My purpose was to read some project's soure code which was written in asm, then i met this LODSL, from the manual i could know it load data from where %esi point to, and after that increate the address size

So why cant people just use movl to do that? are that any speed improvement or any other issue i haven't considered?

1
"so why cant people just use movl to do that?" They could. But if there's a way to do the same thing with just one instruction (and it's not going to have any significant negative impact on performance), then why not use that instead?Michael
x86 is considered using a CISC instruction set, there are a whole lot of instructions that could be removed (e.g. SUB isn't needed). Still it's good to have them; interesting would be to compare the microcode for itTommylee2k
Not only could people use the mov/add sequence, they should do so, as the sequence is faster than lodsl. That said, the difference between the two is that add sets the flags whereas lods doesn't. lods also behaves differently depending on the direction flag, whereas mov/add always does the same thing.fuz
@Tommylee2k: LODSD isn't actually microcoded, but it decodes to 3 uops (or 2 on Haswell and later). Only instructions that decode to more than 4 uops have to turn on the microcode sequencer instead of just being decoded directly, on Intel CPUs. (And yes, this matters for performance, potentially a lot)Peter Cordes

1 Answers

5
votes

so why cant people just use movl to do that?

code-size, and ADD modifies flags. (Although you can avoid that by using LEA for the pointer increment).

One of the major reasons for the existence of most complex single-byte instructions is that 8086 was almost completely bottlenecked on code-fetch. Besides the fact that memory was precious in general, code size ~= code speed on the first generation of x86 CPUs. That's definitely not the case on modern CPUs, with fast instruction caches and power-hungry decoders, and even caches for decoded instructions.

Having one-byte instructions for exchange-register-with-AX is a huge waste of 8 precious opcodes for modern x86, but was apparently useful for 8086 since MOVSX didn't exist until 386 (so you needed CBW), and other stuff required AX. (And XCHG wasn't 3x worse throughput than MOV like it is now). Fun fact: 0x90 NOP comes from this encoding of xchg eax, eax.

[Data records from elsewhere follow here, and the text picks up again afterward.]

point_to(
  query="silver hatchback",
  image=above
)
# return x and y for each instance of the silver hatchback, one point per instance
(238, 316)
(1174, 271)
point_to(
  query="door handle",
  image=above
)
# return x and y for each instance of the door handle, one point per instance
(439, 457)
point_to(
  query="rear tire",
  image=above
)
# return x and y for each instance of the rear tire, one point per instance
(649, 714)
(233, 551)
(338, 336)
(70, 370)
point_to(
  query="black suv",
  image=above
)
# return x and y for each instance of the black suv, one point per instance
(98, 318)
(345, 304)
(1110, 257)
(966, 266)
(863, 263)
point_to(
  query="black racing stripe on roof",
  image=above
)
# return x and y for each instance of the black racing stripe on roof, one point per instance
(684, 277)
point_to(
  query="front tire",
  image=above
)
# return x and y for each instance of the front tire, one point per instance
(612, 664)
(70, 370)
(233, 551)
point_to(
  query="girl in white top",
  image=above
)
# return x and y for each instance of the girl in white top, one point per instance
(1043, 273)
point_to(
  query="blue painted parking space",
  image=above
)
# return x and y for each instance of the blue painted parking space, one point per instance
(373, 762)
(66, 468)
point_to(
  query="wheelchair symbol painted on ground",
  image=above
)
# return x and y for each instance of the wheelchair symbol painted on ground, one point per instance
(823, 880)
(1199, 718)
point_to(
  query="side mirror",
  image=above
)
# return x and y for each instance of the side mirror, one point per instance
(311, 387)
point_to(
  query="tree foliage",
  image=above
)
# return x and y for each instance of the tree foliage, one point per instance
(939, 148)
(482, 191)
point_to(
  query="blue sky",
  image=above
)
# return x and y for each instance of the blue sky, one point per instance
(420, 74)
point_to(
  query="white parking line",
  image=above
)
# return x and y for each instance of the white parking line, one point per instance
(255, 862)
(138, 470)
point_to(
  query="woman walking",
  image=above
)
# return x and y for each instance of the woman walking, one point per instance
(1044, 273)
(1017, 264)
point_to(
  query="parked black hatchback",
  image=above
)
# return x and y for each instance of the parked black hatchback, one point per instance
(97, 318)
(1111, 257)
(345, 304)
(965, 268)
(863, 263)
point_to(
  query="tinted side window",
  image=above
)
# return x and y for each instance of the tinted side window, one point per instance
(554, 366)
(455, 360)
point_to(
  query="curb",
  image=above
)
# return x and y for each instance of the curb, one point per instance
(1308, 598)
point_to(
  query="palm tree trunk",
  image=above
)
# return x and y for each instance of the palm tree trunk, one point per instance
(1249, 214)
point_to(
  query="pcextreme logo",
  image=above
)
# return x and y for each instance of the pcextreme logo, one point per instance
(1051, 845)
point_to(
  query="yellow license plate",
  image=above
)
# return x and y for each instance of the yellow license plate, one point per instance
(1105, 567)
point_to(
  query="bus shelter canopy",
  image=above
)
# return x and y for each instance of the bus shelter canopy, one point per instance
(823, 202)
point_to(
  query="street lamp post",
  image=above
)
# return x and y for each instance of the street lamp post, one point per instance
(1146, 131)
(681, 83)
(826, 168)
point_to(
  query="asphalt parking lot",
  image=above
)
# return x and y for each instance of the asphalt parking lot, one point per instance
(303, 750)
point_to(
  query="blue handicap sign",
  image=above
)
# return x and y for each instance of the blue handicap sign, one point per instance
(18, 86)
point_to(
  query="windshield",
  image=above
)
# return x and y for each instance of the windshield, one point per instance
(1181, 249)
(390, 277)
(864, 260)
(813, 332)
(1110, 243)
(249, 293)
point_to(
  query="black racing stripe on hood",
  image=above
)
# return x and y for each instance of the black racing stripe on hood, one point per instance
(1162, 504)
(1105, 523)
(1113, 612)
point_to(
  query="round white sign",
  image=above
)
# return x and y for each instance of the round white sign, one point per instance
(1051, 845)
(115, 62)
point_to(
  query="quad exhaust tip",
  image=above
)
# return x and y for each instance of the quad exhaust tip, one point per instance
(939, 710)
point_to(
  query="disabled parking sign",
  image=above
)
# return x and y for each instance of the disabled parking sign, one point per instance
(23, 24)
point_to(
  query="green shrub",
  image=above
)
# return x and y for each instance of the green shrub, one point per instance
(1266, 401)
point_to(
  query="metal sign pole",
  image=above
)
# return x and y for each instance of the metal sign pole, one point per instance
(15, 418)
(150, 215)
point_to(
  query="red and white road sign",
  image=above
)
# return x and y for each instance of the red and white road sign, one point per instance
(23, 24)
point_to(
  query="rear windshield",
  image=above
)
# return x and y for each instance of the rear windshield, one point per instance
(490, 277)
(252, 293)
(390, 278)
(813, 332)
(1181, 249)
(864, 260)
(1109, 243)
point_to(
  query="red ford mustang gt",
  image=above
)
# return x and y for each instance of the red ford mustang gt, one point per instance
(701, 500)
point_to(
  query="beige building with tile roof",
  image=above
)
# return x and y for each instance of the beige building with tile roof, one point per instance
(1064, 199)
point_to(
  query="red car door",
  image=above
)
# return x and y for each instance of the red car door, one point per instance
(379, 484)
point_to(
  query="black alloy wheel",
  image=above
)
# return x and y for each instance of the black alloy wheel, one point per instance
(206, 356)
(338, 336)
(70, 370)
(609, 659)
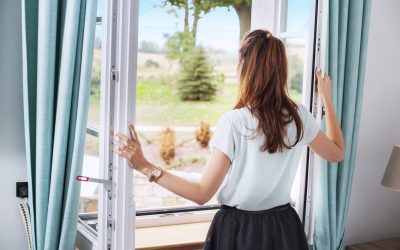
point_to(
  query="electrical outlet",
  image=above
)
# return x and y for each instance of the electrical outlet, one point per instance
(22, 189)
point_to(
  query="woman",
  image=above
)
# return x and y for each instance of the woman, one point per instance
(256, 149)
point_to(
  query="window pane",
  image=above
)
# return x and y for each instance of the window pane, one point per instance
(89, 190)
(296, 16)
(161, 80)
(296, 53)
(88, 196)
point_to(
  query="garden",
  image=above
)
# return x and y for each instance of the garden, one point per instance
(182, 89)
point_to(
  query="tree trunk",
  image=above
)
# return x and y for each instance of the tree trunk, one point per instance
(243, 10)
(196, 18)
(186, 20)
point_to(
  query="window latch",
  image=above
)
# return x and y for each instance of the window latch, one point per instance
(114, 75)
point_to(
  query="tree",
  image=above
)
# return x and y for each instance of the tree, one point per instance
(196, 81)
(197, 8)
(243, 11)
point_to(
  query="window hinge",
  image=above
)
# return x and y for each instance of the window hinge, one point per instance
(114, 75)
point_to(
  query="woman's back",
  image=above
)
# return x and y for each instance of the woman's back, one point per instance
(258, 180)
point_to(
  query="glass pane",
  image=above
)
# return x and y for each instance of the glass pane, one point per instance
(161, 78)
(88, 197)
(296, 53)
(296, 16)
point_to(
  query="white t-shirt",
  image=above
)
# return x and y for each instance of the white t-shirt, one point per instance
(258, 180)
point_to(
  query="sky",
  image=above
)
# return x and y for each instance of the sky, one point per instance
(218, 29)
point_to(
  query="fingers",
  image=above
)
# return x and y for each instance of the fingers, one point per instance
(133, 133)
(120, 152)
(122, 137)
(119, 145)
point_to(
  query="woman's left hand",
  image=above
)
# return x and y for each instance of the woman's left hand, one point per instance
(130, 148)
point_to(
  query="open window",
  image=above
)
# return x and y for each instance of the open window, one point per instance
(138, 80)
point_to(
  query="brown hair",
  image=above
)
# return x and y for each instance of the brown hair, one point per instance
(263, 71)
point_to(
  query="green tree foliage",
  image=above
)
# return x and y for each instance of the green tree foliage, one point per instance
(199, 8)
(196, 81)
(179, 46)
(242, 9)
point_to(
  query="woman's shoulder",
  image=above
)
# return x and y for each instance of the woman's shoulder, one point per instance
(303, 110)
(237, 117)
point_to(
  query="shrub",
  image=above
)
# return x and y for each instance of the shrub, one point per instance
(150, 63)
(203, 134)
(167, 145)
(196, 81)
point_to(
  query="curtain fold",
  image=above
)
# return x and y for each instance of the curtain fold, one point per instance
(58, 40)
(348, 25)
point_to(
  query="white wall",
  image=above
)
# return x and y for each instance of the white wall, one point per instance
(12, 149)
(374, 211)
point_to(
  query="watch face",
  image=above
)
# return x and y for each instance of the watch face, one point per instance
(157, 173)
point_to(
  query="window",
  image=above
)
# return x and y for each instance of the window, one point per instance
(155, 95)
(89, 191)
(159, 105)
(294, 30)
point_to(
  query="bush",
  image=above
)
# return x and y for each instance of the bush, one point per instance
(167, 145)
(196, 81)
(150, 63)
(203, 134)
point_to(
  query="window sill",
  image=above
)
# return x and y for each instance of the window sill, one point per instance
(173, 237)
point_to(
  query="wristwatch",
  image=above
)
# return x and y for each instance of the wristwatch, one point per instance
(155, 174)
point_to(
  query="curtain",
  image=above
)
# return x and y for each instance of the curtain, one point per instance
(58, 40)
(348, 25)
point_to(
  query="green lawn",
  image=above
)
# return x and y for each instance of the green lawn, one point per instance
(159, 105)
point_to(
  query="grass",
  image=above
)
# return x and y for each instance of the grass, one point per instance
(159, 105)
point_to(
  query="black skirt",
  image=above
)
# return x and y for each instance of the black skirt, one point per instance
(277, 228)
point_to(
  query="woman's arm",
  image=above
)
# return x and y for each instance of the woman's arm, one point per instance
(329, 146)
(197, 191)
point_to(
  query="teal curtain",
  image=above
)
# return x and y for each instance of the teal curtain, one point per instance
(348, 25)
(58, 40)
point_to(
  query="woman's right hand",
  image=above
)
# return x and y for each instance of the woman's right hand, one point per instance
(324, 86)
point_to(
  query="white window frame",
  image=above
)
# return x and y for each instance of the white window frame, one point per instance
(271, 15)
(116, 217)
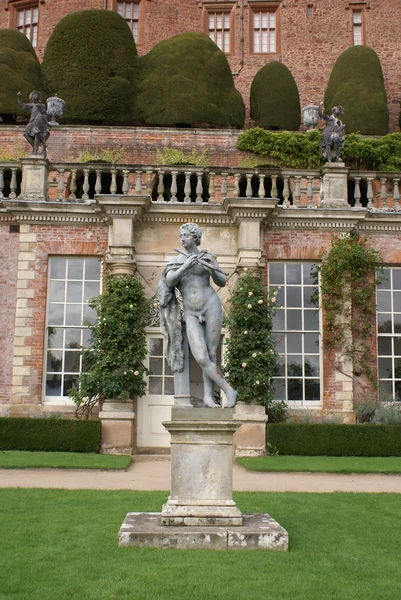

are that any speed improvements

Yes, code-size always matters.

Also, on Intel P6-family and Sandybridge-family, LODSD (aka lodsl in at&t syntax) is 3 uops until Haswell. On Haswell, LODSD/Q is only 2 uops. (LODSB/W is still 3 uops). See Agner Fog's instruction tables and microarch pdf, and other links in the tag wiki, like Intel's optimization manual.

So until Haswell, it's probably best to use separate MOV and ADD instructions unless code-size is really important (e.g. in a bootloader, where speed is nearly irrelevant).